Il dipinto è del 1889 e raffigura le donne brètoni nei loro costumi tradizionali, inginocchiate ai piedi di uno dei tanti crocifissi di legno nei quali ci si imbatte facilmente nelle chiese e nei paesaggi della Bretagna. Le colline sono gialle e gli alberi hanno una chioma di un rosso vivo (suggerendo il periodo autunnale). Il Cristo è contornato (la linea del cloisonnisme) in nero e in verde e all’interno è interamente giallo. Cristo e le colline sono colorati con lo stesso colore a simboleggiare l’intima essenza religiosa dei Bretoni e anche l’attaccamento delle donne in preghiera intorno al crocifisso al dio-uomo e alla propria terra. Oltre al recupero della bidimensionalità che si serve di precise strutture geometriche. La fine del legno piantato nel terreno coincide con la linea di simmetria del dipinto e se si traccia una diagonale che va dall’alto a sinistra fino al basso a destra, tutte le figure principali si trovano all’interno di questa linea, quindi verso sinistra. Il colore è importante perché non corrisponde a quello reale (antinaturalismo). Il paesaggio è poi essenziale e anche le figure sono semplificate e sintetiche. Il Sintetismo è il nome che lo stesso Gauguin affianca a Impressionismo. In questo disegno abbiamo quindi: l’antinaturalismo, il cloisonnisme e il sintetismo.
•L’onda
L'onda: influenze giapponesi e colori
Gauguin nutriva un forte interesse per la pittura giapponese, allora di moda per le numerose stampe a colori che circolavano in Europa. Nel 1888 dipinge L’onda. Come nella stampa giapponese, le onde increspate e i mulinelli a spirale veduti dall’alto sono trattati come fossero giochi lineari. La bianca schiuma che abbraccia gli scogli (posti lungo la diagonale della tela) è contornata da una sottile linea scura mentre ampie curve disegnano i movimenti dell’acqua tra scogli e spiaggia. La spiaggia però è rossa e l’acqua è gialla e verde, colori sicuramente non naturali, caratteristica peculiare delle opere di Gauguin, che riproduce la realtà non come la vede, ma come la sente.
Domande da interrogazione
- Qual è il significato del colore giallo nel dipinto "Il Cristo giallo"?
- In che modo Gauguin incorpora il concetto di sintetismo nel suo lavoro?
- Quali influenze giapponesi si possono notare nel dipinto "L'onda"?

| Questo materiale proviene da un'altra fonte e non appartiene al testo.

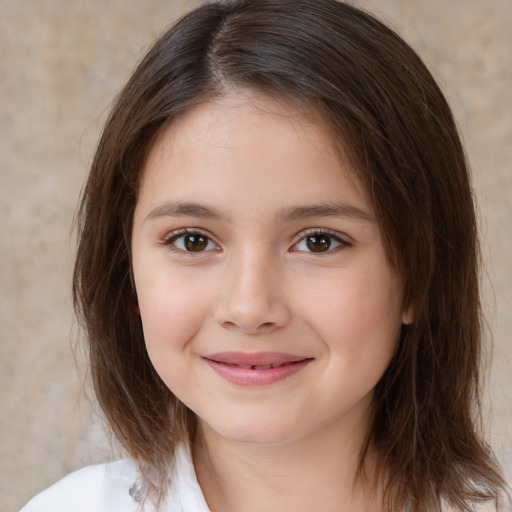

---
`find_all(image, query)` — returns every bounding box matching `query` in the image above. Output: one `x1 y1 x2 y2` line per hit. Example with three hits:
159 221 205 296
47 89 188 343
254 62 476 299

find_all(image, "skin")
132 91 409 512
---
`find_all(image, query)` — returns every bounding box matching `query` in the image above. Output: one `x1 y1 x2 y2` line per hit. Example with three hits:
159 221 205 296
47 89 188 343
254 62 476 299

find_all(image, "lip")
203 352 313 386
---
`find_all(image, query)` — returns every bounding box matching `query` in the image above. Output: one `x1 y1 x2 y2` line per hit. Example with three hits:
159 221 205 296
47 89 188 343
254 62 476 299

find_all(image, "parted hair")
73 0 504 512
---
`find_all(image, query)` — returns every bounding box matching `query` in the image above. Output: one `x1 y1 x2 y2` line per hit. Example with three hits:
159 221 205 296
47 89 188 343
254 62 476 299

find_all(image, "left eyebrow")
277 203 375 222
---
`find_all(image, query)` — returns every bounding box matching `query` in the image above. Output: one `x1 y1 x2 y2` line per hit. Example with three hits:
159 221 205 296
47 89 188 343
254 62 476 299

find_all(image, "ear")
402 306 414 325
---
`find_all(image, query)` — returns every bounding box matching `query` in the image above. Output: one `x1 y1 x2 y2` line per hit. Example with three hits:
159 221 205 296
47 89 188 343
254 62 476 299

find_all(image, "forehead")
138 89 364 202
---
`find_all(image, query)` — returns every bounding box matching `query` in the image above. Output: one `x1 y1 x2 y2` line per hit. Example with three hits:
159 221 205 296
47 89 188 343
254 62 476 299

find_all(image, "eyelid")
161 228 220 252
291 228 353 252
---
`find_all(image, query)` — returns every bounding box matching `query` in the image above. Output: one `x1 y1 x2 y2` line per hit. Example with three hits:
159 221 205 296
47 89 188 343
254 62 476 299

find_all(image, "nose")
215 255 290 334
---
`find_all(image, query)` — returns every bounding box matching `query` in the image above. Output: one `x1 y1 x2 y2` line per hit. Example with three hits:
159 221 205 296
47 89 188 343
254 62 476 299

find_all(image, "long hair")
73 0 504 512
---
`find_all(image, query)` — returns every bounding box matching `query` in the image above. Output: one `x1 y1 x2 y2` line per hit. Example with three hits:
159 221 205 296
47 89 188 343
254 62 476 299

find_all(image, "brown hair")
74 0 504 512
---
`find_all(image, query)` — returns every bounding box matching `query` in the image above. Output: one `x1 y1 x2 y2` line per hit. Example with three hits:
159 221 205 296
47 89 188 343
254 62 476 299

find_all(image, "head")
74 0 504 510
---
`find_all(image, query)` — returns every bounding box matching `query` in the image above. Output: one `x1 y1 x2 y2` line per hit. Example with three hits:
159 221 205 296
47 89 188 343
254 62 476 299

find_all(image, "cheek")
297 264 402 366
136 272 212 355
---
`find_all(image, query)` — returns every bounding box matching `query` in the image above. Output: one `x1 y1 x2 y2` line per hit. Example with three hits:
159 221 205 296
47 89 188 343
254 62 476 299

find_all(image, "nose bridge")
217 247 289 333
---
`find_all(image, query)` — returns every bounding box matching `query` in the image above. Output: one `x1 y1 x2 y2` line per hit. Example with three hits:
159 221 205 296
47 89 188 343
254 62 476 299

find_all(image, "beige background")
0 0 512 511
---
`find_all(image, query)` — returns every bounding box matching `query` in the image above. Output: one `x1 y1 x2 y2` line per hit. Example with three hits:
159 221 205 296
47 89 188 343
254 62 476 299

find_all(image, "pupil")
185 235 208 252
306 235 331 252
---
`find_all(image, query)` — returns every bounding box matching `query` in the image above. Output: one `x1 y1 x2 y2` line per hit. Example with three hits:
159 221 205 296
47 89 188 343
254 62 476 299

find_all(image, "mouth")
203 352 313 386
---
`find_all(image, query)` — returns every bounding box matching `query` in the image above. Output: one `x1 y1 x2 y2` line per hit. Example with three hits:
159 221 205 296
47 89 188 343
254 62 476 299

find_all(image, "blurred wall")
0 0 512 511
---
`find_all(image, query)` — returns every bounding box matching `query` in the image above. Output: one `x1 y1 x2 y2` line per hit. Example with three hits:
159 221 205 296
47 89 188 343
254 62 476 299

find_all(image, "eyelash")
163 228 352 256
292 228 352 256
163 228 219 255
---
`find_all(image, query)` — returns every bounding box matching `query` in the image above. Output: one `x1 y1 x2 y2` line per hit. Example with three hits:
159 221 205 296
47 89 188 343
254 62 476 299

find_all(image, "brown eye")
183 235 208 252
165 232 218 253
291 229 351 254
306 235 331 252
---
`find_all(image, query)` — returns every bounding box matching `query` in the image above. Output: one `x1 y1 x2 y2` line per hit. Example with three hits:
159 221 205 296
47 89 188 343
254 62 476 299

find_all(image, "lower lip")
205 359 312 386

Il colore giallo, utilizzato per rappresentare Cristo e le colline, simboleggia l'intima essenza religiosa dei Bretoni e il legame delle donne in preghiera con il dio-uomo e la loro terra, come evidenziato nel testo.
Gauguin utilizza il sintetismo per semplificare e sintetizzare le figure e il paesaggio, creando un'opera che si distacca dall'antinaturalismo e dal realismo, come descritto nel testo.
"L'onda" mostra influenze giapponesi attraverso l'uso di linee e forme che ricordano le stampe giapponesi, con onde e mulinelli trattati come giochi lineari, mentre i colori non naturali dell'acqua e della spiaggia riflettono la visione soggettiva di Gauguin, come indicato nel testo.